The first-instance Commercial Court dismissed the main claim for lack of legal interest, reasoning that no valid general assembly decision rejecting the inheritance had been taken, so the precondition for a TCC Art. 597 valuation action was not satisfied. It simultaneously accepted the counter-claim and ordered that the decedent’s 50% interest be registered in equal shares in the names of the two heirs in both the share register and the trade registry. The company appealed both outcomes to the Adana Regional Court of Justice.
The Court’s Holding
The Regional Court dismissed the company’s appeal of the main valuation claim on procedural grounds, without reaching the merits. It held that TCC Art. 597(2) expressly provides that a court’s ruling on the actual value of an LLC interest is kesin — final and definitive — which, read together with Art. 341(4) and Art. 352(1)(b) of the Civil Procedure Code (HMK), closes the ordinary appeal (istinaf) channel against such decisions. Because the first-instance court’s ruling on the valuation request fell within that category, no appeal lay against it, and the Regional Court rejected the application as procedurally inadmissible.
On the counter-claim, the Regional Court rejected the company’s appeal on the merits, unanimously affirming the first-instance judgment. It confirmed the foundational rule of TCC Art. 596(1): when LLC shares pass by inheritance, all associated rights and obligations transfer to the inheritor automatically, without any requirement for a general assembly resolution. The court found that the first-instance court had correctly identified the legal framework, correctly characterised the dispute, and committed no error in law or procedure in holding that the heirs were entitled to shareholder status and to registration of their interests.

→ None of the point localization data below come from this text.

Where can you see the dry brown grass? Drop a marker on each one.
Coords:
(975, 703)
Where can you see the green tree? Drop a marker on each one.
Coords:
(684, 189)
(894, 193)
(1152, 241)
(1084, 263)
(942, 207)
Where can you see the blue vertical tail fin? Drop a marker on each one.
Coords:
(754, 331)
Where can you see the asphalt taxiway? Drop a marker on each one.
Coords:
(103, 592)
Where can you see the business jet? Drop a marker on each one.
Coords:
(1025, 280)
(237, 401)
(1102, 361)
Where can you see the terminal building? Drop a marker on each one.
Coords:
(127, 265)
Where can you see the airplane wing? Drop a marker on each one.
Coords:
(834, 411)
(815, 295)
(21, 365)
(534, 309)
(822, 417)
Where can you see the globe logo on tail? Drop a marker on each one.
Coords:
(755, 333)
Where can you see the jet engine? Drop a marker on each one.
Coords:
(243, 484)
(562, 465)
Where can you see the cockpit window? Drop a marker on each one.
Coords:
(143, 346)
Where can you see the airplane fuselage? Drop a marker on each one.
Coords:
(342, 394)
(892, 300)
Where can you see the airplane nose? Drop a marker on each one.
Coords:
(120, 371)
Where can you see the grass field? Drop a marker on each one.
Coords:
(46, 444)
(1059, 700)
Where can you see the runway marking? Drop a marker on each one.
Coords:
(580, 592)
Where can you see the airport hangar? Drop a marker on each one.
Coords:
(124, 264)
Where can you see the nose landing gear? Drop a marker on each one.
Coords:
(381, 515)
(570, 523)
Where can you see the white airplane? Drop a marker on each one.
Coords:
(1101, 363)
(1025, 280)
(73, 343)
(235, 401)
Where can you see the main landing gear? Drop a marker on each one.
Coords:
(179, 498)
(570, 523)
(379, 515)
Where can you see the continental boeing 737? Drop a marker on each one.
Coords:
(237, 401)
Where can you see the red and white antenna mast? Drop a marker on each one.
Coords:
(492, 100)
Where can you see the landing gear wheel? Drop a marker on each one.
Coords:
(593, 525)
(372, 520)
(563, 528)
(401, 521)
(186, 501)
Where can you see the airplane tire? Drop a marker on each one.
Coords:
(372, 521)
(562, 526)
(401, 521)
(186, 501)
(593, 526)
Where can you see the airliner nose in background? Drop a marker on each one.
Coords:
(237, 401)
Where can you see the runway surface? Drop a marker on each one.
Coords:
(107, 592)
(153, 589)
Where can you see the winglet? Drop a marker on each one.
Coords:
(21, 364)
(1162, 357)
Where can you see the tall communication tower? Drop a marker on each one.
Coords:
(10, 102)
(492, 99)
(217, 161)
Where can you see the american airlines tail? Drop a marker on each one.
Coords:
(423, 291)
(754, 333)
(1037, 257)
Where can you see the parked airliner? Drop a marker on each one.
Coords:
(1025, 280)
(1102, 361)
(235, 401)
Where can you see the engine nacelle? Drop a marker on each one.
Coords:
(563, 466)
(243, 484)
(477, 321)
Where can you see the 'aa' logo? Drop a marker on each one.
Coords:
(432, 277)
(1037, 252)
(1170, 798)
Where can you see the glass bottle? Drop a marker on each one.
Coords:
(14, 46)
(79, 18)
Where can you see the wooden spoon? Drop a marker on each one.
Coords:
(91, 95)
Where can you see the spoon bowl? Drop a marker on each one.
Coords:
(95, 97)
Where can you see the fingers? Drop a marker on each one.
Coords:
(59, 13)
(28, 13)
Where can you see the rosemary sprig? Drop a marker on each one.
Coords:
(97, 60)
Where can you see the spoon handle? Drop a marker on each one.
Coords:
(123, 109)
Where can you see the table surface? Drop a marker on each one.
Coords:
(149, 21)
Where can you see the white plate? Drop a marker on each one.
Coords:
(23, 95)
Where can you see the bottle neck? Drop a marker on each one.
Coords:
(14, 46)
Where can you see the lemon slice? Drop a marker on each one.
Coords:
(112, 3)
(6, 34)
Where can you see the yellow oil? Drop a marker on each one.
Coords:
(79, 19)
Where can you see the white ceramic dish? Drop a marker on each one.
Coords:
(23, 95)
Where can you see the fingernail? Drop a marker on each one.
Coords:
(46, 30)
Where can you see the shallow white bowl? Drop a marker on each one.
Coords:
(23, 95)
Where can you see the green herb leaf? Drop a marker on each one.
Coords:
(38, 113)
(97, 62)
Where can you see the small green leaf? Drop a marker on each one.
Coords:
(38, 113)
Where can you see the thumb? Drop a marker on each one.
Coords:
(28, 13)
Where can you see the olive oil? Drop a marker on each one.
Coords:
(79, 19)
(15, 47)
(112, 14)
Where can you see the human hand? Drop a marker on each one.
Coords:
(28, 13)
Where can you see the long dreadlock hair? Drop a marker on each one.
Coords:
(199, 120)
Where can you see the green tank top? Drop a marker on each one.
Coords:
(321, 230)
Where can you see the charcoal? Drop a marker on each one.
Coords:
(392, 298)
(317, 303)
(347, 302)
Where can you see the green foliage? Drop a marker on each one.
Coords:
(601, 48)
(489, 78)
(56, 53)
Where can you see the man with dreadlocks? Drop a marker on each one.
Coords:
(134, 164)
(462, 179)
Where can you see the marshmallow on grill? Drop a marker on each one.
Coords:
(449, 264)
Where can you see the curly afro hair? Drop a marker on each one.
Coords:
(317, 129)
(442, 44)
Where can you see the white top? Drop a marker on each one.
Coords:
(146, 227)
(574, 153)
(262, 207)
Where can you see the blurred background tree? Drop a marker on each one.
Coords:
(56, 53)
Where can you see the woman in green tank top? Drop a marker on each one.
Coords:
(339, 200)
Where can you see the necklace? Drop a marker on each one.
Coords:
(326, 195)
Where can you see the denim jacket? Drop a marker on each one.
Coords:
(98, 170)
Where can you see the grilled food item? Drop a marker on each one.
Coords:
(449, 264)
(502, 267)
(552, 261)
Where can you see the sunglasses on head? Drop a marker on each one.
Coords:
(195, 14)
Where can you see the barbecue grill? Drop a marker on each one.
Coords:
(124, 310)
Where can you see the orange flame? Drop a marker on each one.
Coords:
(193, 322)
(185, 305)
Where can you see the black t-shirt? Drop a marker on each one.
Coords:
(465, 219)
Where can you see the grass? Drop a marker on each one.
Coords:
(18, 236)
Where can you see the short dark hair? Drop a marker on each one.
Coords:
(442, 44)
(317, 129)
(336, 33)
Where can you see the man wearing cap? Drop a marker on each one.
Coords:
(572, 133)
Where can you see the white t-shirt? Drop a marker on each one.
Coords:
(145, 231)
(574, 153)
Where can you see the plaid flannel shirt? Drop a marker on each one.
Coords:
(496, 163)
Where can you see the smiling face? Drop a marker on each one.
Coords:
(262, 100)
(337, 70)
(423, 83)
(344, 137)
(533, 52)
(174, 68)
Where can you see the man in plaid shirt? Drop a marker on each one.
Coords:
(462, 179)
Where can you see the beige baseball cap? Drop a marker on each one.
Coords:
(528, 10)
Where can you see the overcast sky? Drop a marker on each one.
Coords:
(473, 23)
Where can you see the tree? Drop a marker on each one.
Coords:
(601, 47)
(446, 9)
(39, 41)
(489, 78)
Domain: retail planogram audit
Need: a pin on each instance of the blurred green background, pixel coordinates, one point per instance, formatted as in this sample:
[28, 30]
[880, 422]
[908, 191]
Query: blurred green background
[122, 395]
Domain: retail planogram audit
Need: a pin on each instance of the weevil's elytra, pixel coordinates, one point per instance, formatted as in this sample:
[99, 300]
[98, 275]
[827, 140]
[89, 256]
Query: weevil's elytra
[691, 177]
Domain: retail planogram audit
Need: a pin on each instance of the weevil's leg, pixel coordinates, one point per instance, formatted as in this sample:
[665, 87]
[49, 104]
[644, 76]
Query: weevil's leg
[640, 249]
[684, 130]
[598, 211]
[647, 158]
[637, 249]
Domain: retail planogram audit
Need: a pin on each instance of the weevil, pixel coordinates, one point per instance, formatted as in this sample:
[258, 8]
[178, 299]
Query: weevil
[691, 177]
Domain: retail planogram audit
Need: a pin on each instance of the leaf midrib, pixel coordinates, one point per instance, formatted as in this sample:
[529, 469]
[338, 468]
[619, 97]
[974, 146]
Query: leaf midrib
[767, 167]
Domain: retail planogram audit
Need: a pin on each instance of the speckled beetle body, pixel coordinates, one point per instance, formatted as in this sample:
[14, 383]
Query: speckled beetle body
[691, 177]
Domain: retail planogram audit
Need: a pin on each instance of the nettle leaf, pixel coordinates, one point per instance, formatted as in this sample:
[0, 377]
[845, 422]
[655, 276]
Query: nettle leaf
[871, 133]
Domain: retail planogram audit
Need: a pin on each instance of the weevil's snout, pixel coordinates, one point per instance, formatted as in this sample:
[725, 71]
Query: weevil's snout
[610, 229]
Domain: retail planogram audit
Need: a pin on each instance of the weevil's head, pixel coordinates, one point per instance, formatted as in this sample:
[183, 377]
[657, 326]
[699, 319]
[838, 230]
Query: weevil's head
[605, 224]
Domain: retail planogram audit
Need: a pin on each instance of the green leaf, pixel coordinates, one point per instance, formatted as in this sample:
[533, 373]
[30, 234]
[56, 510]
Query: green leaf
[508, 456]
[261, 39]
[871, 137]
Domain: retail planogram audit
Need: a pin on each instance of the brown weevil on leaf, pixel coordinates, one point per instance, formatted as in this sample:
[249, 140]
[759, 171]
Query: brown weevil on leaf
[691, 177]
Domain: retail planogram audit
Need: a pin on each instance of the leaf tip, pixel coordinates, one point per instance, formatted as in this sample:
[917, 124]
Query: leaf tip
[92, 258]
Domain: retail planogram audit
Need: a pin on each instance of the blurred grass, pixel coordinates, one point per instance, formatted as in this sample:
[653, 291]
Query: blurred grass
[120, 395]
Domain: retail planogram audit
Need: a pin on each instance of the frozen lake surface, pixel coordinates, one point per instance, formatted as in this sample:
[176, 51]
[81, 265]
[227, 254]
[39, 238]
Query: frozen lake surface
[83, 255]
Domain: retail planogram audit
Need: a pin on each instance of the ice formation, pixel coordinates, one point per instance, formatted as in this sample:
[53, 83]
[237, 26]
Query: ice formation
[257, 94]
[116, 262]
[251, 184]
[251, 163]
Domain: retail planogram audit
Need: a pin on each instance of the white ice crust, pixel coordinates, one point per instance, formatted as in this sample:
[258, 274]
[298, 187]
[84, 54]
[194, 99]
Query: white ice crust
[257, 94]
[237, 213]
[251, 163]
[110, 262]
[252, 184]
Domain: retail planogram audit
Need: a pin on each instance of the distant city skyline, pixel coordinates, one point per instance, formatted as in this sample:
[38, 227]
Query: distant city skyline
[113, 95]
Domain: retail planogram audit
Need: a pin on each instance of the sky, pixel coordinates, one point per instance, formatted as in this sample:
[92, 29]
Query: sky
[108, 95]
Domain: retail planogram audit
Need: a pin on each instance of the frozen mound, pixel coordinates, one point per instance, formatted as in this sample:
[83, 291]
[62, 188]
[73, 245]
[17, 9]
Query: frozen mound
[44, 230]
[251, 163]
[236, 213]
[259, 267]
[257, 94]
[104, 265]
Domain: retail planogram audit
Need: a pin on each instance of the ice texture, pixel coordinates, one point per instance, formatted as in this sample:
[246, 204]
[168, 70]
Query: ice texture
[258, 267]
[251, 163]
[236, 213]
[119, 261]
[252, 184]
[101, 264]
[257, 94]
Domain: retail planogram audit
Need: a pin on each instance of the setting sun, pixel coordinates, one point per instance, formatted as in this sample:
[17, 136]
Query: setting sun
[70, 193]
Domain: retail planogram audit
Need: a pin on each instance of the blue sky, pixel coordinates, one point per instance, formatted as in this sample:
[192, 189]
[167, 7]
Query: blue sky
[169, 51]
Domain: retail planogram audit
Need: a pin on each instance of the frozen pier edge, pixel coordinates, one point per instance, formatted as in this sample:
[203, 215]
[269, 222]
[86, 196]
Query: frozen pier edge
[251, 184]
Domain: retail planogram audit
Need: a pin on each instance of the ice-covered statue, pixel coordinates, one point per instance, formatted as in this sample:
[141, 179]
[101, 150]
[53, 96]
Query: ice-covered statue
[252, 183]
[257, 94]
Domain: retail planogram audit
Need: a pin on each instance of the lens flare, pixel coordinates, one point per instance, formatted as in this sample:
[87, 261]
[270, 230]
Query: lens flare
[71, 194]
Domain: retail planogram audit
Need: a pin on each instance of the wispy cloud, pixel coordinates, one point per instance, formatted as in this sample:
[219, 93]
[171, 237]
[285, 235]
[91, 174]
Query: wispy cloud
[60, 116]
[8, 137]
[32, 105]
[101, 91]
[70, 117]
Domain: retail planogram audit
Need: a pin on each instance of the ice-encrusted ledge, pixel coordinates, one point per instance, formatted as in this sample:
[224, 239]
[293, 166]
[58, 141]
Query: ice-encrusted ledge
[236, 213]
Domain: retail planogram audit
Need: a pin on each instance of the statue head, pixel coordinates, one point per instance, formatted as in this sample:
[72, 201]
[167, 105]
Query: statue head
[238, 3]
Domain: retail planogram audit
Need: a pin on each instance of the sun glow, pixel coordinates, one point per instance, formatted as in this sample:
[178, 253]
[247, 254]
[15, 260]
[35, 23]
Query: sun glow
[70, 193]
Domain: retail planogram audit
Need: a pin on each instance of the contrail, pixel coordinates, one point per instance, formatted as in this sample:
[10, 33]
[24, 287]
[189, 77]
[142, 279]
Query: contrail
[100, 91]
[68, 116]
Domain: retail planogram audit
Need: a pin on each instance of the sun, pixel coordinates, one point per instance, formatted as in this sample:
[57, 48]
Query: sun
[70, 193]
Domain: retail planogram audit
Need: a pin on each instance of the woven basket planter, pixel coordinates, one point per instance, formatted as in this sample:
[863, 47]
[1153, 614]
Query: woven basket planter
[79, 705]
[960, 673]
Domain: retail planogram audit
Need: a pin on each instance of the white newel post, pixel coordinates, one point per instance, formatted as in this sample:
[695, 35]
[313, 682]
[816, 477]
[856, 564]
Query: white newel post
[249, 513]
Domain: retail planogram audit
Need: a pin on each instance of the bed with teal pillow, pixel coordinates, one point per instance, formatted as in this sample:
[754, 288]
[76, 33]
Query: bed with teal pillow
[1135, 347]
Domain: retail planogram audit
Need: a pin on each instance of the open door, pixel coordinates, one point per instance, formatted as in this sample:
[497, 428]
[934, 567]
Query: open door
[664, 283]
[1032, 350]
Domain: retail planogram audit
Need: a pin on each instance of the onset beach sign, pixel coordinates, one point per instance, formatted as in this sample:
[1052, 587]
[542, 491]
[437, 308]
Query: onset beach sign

The Regional Court also noted the structure of TCC Art. 596 as a whole: while a company may, under Art. 596(2), refuse to approve an inheritance-based transfer within three months of learning of it — provided it simultaneously offers to acquire the shares at their real value — failure to do so explicitly and in writing within that period results in deemed approval under Art. 596(4). The court left unresolved the company’s argument that, in a two-member LLC reduced to a single active member by the death, the surviving member’s notarial notice should be treated as the equivalent of a general assembly resolution, since the appeal route on the main claim was in any event closed.
Key Takeaways
- Under TCC Art. 596(1), inheritance of LLC shares is automatic and unconditional: rights and obligations vest in the heir without any general assembly vote, and the heir acquires shareholder status by operation of law from the moment of succession.
- A company’s right under TCC Art. 596(2) to refuse an inheritance-based transfer is a narrow exception, exercisable only within three months of the company learning of the transfer and only if accompanied by a simultaneous offer to acquire the shares at their real (market) value; silence or inaction within three months constitutes deemed approval.
- Court decisions determining the actual value of an LLC interest under TCC Art. 597 are expressly designated as final (kesin); no ordinary appeal (istinaf) lies against them, and an attempt to appeal will be dismissed on procedural grounds without examination of the merits.
- Where the parties dispute both the procedural validity of a rejection and the substantive valuation, courts treat these as analytically distinct: the share-registration counter-claim is fully appellable on the merits, while the valuation main claim is shielded from appeal by the finality provision of Art. 597.
Why It Matters
This decision clarifies a practically important asymmetry in Turkish LLC inheritance litigation: heirs and companies fighting over both the validity of an inheritance refusal and the quantum of share value are subject to entirely different appellate regimes in the same case. The registration/status dispute travels the full appeal chain, while the valuation dispute ends at first instance. Practitioners advising companies contemplating refusal of an inheritance transfer must therefore ensure the procedural steps under TCC Art. 596 — particularly the three-month window and the simultaneous buy-back offer at real value — are observed with precision, since a defective refusal will forfeit the company’s ability to challenge the heirs’ registration while the one-shot valuation ruling issued against it will be unreviewable on appeal.
The case also highlights an unresolved question in Turkish LLC law that will recur in two-member companies: whether a surviving sole member’s notarial notice can substitute for a general assembly resolution when the death of the other member temporarily reduces the company to a single-shareholder structure. The Regional Court declined to rule on that point, leaving it open for future litigation or legislative clarification.